The chart shows a single price, but the market always runs on two: the bid and the ask. One represents buyers, the other represents sellers — and the real price you pay or receive depends on which side your trade interacts with. If you want the full foundation behind why these two numbers exist, begin with What Is Trading?.
When you place an order, you’re not trading with the chart — you’re trading with other participants. Your buy order lifts someone’s ask; your sell order hits someone’s bid. To understand how your order actually gets matched, explore How Orders Work, which breaks down the moment your button-press becomes a real transaction.

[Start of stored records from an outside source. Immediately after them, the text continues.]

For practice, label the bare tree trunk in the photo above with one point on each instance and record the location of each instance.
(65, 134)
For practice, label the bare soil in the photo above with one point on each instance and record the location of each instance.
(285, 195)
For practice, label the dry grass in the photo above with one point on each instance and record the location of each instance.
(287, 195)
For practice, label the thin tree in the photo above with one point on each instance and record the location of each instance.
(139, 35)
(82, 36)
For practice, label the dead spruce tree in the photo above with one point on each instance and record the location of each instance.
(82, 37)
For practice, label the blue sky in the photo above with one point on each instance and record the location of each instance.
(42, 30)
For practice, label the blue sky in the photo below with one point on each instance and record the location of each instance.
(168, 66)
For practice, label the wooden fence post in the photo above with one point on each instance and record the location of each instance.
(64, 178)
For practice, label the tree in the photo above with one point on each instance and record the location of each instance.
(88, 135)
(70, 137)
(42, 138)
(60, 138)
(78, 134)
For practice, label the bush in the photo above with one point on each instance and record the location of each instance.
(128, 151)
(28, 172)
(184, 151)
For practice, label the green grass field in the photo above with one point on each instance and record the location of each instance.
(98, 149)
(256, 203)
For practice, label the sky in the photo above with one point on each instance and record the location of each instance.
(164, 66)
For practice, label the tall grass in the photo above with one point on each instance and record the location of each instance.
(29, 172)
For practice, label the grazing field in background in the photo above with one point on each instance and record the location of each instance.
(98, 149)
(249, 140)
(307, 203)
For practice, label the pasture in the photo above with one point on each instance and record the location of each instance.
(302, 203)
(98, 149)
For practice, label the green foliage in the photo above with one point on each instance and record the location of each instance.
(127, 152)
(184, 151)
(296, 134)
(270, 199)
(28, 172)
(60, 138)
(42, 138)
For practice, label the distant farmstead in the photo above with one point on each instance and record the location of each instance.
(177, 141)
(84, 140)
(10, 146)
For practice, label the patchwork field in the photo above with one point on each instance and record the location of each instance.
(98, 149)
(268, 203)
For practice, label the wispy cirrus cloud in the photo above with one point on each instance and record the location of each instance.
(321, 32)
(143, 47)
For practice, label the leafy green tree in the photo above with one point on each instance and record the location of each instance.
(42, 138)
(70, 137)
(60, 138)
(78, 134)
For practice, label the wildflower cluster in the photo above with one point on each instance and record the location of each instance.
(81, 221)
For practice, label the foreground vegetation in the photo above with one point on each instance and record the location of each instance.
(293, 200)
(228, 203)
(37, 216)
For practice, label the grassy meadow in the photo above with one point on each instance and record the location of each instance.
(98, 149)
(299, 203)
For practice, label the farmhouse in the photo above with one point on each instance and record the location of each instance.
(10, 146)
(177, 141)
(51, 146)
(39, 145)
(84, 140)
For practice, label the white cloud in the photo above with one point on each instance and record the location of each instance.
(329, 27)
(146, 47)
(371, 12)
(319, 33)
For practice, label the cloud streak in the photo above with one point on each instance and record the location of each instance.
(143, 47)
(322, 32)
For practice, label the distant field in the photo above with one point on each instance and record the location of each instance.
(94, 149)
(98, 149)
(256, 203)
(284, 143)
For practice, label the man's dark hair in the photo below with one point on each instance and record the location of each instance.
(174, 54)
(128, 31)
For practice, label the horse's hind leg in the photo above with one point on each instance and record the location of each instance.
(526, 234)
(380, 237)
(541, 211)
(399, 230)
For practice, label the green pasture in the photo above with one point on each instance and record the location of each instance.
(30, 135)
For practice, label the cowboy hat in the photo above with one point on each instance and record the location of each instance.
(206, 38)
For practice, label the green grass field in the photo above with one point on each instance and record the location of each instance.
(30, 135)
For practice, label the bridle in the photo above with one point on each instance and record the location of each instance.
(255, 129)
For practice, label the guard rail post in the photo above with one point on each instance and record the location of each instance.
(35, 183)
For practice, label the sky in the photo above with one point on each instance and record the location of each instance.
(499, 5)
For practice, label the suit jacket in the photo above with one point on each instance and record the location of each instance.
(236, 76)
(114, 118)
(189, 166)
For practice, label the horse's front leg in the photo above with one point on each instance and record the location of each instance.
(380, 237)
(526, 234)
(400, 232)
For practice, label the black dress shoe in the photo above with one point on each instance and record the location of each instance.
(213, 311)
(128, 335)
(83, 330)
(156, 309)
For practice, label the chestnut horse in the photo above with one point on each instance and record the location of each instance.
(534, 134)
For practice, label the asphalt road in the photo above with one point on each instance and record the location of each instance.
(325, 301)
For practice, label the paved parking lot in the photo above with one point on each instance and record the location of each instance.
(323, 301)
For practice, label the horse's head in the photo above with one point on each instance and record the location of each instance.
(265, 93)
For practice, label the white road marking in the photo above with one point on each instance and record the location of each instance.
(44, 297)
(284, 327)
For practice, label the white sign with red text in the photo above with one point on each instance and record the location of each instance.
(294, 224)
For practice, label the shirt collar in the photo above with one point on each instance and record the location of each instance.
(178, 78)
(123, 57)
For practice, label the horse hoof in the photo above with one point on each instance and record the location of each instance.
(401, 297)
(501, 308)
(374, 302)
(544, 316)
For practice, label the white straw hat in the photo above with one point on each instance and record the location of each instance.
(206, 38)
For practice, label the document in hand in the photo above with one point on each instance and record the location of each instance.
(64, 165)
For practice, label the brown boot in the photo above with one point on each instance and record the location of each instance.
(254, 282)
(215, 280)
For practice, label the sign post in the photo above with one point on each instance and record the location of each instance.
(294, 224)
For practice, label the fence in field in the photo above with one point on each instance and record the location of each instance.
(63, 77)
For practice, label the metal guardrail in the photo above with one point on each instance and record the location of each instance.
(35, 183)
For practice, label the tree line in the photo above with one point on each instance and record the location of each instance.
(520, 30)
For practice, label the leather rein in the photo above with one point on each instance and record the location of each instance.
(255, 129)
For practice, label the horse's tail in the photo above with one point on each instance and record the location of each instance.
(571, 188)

The small space between the bid and ask is the spread. That gap changes your cost, your fill quality, and your trading expectations. Spreads are tight in liquid markets and wide when volatility spikes — and they silently shape every trade you take. For a clear view of how this friction affects your entries and exits, see Understanding the Spread.
All of these forces — the bid, the ask, the spread, the push and pull between buyers and sellers — build the price movement you see on charts. Every candle forms because orders walk through these levels and shift the balance. For a deeper look at how these mechanics produce real market motion, read Basic Concepts of Price Movement.
Once you understand the bid and ask, prices stop feeling random. You can finally explain why fills differ from the chart, why spreads widen, and why price reacts sharply in thin conditions. Real pricing becomes predictable — because you understand how it’s built.